Circular doll's cap consisting of the cap, wire and ribbon. The cap is made of spotted lawn edged in English bobbin lace which falls into two lappets on either side of the face. It has a graduated double frill ('Monte la haut'), a narrower frill in front and a taller frill behind. The frill is supported by a wire covered in muslin formed in a semi-circle with eight radiating spokes graduating to the highest in the centre. The cap is circled with pink silk taffeta ribbon which is twisted about the cap, and is tied in two bows and lined with brown silk. The ribbon is padded in between and sewn to a cotton band which forms a base to attach to the doll's head. The cap is secured by a linen cord drawn through the back breadth.

 
Victoria & Albert
Unfortunately no one seems to have made a proper pattern.
 
 
If you look at art, the standing frill seems to have been done rather differently. 
 
Anne de Souvré, marquise de Louvois by Simon Dequoy, 1695

16Mme Roig, née Theresa Gazanyola, unknown artist, 1699

María Luisa Gabriela de Saboya by Miguel Jacinto Meléndez, 1712-1714


Unknown widow, ca 1690

Maria Anna of Pfalz-Neuburg by Godfried Schalcken, 1690 
Go to the web page to be able to zoom in.
 

Marchioness Angela Maria Lombardi, unknown artist, ca 1710

Recueil des modes de la cour de France, 'Femme de qualité, en d'Eshabillé d'Esté' by Nicholas Arnout, 1687
I’m making a modified version of two layers of fine white linen and lace made by my grandmother.

Monday, 7 September 2015

What I'm working on

I haven’t posted much this year because I haven’t sewn much. All the joy in sewing just disappeared and it was only this summer it started to return. But I’ve actually finished something:
 
A 1940’s style handbag (still in need of a last ironing). It will match an unlined coat which is halfway done.

 
 
 
I’ve also started an embroidery project, which will probably take some time:

 
The pattern is from a jacket in V&A, only that one is embroidered in silver. I’m taking a liberty in using blue silk thread, but it’s a period correct thread; Gilt Sylke Twist in Popyngay.
 
I’m also working on a working pattern for a pair of 17th century stays.Merging my shape with the patterns for the pink stays with sleeves from V&A are a bit of a trial. I’m on toile number three now, but I’m going to make it in cardboard as the fit seems fine but I want to make sure all the angles work. I also plan to make a mantilla. I don’t need more projects, I know, but the extant mantilla I have the pattern from is dated to 1690-1710 which would give me a quick 17th century appropriate garment and also one that doesn’t required more than token lacing.
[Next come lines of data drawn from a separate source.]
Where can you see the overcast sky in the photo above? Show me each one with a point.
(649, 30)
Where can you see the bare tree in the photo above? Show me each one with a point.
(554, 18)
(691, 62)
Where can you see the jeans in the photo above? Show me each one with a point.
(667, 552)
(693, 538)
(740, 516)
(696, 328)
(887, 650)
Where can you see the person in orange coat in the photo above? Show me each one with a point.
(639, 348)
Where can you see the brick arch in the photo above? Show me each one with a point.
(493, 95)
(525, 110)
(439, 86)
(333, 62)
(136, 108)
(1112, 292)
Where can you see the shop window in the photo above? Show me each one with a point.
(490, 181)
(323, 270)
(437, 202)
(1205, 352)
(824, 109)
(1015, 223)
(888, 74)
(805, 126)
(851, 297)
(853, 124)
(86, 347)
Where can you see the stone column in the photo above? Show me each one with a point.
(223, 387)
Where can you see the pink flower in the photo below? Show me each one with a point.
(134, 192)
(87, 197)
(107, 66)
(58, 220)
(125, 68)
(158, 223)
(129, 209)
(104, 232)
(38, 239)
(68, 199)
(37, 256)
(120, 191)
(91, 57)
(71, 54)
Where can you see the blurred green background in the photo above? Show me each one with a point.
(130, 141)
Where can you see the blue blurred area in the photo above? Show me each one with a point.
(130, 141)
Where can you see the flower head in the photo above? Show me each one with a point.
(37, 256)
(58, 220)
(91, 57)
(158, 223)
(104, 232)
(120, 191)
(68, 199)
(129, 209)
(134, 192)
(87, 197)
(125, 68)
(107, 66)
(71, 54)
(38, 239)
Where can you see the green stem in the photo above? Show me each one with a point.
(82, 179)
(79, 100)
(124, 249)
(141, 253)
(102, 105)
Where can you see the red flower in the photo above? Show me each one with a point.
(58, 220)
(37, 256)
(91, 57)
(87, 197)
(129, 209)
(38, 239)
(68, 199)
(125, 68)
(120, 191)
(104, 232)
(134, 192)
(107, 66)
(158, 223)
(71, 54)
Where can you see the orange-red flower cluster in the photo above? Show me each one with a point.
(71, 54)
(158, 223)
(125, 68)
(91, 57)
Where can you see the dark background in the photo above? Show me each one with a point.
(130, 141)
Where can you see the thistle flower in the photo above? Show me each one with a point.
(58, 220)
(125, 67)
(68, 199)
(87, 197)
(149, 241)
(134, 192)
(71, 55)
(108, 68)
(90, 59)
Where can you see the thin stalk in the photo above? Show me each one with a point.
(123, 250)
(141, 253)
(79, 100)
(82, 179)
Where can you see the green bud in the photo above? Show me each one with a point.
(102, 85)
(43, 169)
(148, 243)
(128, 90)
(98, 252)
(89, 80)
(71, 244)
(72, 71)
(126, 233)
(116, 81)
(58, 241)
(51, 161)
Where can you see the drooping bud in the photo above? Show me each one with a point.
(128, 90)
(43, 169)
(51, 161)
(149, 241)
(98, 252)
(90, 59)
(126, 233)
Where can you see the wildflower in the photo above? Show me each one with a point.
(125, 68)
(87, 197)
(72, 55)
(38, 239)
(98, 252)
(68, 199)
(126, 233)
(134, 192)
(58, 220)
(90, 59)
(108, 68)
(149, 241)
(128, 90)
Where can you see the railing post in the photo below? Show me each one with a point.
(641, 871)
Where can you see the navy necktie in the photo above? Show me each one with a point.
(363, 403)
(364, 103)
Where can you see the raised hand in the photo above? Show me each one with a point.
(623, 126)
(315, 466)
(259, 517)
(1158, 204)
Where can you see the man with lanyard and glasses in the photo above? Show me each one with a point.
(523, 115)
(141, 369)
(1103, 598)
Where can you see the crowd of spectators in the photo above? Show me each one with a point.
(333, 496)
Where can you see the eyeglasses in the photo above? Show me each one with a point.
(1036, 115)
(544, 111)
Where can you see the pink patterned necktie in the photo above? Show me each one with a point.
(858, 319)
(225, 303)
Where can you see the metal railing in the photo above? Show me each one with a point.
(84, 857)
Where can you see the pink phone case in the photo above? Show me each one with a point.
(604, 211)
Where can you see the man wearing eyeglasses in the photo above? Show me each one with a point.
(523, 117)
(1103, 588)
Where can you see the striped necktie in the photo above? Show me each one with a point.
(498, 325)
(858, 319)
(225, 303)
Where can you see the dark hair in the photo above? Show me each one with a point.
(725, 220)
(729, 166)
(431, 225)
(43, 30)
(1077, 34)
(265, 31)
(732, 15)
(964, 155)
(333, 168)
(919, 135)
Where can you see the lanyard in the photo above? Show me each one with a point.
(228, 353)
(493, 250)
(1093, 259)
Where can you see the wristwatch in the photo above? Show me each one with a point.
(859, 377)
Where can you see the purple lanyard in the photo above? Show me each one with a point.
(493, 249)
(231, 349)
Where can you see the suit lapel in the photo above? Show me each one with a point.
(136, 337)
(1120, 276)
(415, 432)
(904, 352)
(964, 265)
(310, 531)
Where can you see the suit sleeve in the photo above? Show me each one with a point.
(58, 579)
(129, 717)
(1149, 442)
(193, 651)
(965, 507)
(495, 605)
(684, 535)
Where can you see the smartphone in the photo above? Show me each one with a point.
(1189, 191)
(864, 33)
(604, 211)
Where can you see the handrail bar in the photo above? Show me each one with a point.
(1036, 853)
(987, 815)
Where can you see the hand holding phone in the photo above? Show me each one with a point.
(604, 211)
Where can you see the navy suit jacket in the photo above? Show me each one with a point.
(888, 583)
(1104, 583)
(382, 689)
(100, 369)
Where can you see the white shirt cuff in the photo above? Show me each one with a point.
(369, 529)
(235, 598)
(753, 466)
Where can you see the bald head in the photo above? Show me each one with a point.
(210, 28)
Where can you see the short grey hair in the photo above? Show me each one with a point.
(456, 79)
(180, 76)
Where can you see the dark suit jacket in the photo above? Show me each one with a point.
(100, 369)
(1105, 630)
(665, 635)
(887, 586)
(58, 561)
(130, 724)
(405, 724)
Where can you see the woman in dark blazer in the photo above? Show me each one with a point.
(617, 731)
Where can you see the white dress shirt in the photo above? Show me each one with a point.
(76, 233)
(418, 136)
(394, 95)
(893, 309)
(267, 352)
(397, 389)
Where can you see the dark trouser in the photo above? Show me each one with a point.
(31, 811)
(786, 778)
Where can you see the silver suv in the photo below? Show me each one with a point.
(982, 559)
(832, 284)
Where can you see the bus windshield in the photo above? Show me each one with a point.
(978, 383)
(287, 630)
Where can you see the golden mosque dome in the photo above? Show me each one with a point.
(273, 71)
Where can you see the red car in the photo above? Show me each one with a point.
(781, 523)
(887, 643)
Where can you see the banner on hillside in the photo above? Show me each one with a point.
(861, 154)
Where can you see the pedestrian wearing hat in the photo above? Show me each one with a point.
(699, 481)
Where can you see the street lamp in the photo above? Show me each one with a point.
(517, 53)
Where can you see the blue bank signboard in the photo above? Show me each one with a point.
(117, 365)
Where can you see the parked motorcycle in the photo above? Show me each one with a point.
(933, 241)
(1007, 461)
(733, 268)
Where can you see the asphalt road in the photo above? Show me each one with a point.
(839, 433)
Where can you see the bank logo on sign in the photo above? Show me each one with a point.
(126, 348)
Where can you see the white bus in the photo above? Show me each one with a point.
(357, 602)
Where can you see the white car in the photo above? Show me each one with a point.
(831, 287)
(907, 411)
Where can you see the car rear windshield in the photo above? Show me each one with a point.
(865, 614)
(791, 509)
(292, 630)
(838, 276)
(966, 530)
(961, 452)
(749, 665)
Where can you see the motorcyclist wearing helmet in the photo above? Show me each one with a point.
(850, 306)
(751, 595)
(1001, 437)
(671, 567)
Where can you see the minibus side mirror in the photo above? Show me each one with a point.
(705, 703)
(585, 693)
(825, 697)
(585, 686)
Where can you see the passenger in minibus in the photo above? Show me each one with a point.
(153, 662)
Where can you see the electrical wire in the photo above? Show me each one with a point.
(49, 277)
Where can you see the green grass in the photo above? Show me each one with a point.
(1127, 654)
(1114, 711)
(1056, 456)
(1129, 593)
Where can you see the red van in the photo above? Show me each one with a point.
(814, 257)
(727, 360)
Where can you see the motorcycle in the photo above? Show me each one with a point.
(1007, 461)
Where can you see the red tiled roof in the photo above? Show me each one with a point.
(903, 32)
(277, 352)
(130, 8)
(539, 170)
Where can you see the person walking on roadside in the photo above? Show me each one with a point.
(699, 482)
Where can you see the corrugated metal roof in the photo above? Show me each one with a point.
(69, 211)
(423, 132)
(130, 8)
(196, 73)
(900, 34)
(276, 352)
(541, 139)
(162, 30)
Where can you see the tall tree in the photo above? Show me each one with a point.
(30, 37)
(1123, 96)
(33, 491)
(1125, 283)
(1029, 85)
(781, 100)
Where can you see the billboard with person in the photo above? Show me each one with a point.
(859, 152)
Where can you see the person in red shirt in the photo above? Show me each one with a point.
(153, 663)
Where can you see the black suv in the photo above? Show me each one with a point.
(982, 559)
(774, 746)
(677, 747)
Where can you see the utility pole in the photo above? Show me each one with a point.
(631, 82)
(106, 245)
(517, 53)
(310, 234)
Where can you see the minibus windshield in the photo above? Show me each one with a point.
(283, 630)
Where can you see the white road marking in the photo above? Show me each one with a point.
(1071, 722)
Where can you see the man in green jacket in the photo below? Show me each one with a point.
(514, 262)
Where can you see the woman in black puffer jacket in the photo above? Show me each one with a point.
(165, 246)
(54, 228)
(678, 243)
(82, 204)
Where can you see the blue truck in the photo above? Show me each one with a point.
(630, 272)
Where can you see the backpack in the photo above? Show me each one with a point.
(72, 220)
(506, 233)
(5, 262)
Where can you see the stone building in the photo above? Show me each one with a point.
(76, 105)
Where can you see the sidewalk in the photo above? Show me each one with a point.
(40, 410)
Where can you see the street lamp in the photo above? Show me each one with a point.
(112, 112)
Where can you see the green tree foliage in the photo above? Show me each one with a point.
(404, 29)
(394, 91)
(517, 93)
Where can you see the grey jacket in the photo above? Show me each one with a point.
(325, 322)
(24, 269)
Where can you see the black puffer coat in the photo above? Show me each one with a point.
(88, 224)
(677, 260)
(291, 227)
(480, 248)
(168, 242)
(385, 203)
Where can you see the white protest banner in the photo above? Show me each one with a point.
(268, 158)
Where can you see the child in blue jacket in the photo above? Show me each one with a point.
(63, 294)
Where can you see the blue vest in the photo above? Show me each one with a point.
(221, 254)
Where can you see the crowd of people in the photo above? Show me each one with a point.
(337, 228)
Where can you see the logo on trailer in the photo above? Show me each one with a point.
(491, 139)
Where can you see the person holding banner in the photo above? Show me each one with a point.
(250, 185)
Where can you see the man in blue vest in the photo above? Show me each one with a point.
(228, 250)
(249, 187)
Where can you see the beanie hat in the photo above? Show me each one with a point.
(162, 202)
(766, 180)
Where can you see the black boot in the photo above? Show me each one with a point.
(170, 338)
Also, I found a white/silver brocade at Pure Silks that I had to have… (The black is also for the mantilla, the pink taffeta for a 17th century petticoat.) I need to tweak the pattern a bit, though.
 
 
And I’m making a fontange cap to go with it. Not a very big one and a chance to use some of the lace my grandmother made. Next step is pleating the standing part and attach it to the cap.